My friend said this to me yesterday:
At BMW, all the cars that leave the factory are perfect. At Toyota, all the cars that leave the production line are perfect.
This is about as elegant a description of built-in quality that I've ever heard.
Attention to built-in quality is relatively visible in manufacturing processes, but it seems to me that it's vanishingly rare in office processes. Most corrections and rework are done at the end of a given process, when it's more difficult and more time-consuming to fix. In particular, given the ubiquity of, and reliance upon, spreadsheets, this is a real issue: a small error in only one cell propagates throughout an analysis and a business plan.
When my colleague Karen Martin teaches metric based process mapping, she emphasizes the importance of determining the "percent complete and accurate" data for each step in a process. This information reveals the (horrifyingly) low efficiency of the overall process. Equally important, though, this information helps us focus on the points in a process where we need to build-in quality.
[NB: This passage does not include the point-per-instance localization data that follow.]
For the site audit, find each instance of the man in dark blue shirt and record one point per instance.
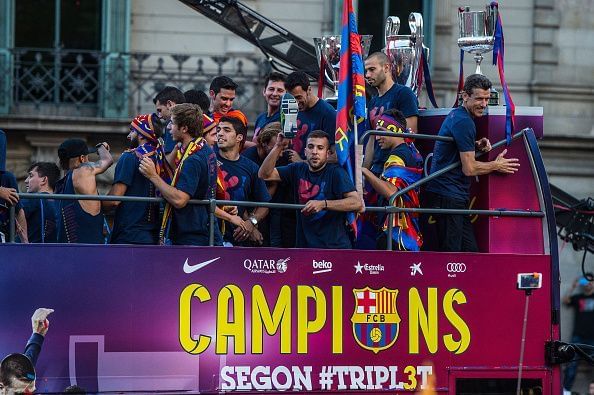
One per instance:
(324, 188)
(138, 222)
(17, 371)
(314, 114)
(451, 190)
(274, 89)
(195, 178)
(390, 95)
(241, 182)
(41, 213)
(165, 99)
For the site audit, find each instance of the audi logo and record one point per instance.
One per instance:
(456, 267)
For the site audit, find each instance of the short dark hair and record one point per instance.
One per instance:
(274, 76)
(195, 96)
(190, 116)
(47, 169)
(222, 82)
(159, 124)
(476, 81)
(238, 125)
(319, 134)
(16, 366)
(169, 93)
(295, 79)
(381, 57)
(397, 115)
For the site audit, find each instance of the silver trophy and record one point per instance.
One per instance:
(477, 32)
(328, 48)
(404, 51)
(477, 36)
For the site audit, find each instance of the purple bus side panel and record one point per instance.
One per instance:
(454, 310)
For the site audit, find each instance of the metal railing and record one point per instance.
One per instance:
(73, 82)
(390, 209)
(213, 203)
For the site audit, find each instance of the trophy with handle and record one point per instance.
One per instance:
(477, 36)
(404, 51)
(328, 54)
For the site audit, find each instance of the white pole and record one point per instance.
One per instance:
(358, 159)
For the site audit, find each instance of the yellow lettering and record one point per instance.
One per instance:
(336, 320)
(304, 325)
(280, 317)
(456, 346)
(230, 326)
(412, 378)
(426, 320)
(185, 319)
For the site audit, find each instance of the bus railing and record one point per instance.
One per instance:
(390, 209)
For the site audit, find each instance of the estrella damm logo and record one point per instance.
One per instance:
(375, 320)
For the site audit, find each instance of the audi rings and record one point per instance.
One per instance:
(456, 267)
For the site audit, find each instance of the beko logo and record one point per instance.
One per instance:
(321, 266)
(455, 267)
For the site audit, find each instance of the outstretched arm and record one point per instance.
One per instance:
(268, 170)
(174, 196)
(472, 167)
(349, 202)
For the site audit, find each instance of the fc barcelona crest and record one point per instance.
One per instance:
(375, 320)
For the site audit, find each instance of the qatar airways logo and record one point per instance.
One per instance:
(266, 266)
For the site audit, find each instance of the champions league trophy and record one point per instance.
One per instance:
(328, 49)
(404, 51)
(477, 36)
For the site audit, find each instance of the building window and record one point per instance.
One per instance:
(57, 58)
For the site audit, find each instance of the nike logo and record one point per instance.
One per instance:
(192, 268)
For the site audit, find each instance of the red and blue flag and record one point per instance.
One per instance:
(351, 94)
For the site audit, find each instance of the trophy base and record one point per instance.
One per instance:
(494, 98)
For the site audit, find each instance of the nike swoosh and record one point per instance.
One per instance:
(192, 268)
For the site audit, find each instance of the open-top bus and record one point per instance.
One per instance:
(215, 319)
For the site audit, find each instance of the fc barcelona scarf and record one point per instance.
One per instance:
(153, 148)
(182, 154)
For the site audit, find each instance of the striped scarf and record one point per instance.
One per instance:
(181, 156)
(405, 232)
(153, 148)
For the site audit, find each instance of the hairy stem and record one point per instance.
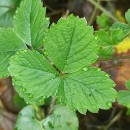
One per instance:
(93, 14)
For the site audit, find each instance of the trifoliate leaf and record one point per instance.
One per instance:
(35, 80)
(77, 86)
(61, 119)
(124, 96)
(27, 120)
(103, 21)
(71, 44)
(9, 44)
(7, 10)
(30, 22)
(127, 16)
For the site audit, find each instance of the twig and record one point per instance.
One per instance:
(103, 9)
(52, 105)
(93, 14)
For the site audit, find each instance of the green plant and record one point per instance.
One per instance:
(55, 62)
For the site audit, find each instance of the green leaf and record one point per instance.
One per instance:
(27, 120)
(78, 86)
(127, 16)
(18, 101)
(7, 10)
(30, 22)
(103, 21)
(71, 44)
(106, 52)
(61, 119)
(86, 89)
(35, 79)
(9, 44)
(123, 26)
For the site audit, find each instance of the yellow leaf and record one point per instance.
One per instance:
(123, 46)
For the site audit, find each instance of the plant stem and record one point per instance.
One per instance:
(52, 105)
(7, 6)
(39, 113)
(104, 10)
(93, 15)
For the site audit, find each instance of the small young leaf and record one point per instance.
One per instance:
(30, 22)
(9, 44)
(26, 120)
(108, 40)
(61, 119)
(127, 16)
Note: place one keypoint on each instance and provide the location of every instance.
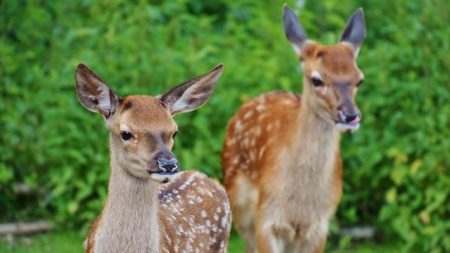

What checks can we install to ensure that the information we send to our downstream colleagues is 100% complete and accurate? What error-proofing tools can we create? It's not that hard to insert data validation tools into a spreadsheet or a web form. Checklists and templates are other tools that can help ensure built-in quality.
It's time to raise the standards of excellence for the internal data that you manipulate to the same level as the product you deliver to your customers.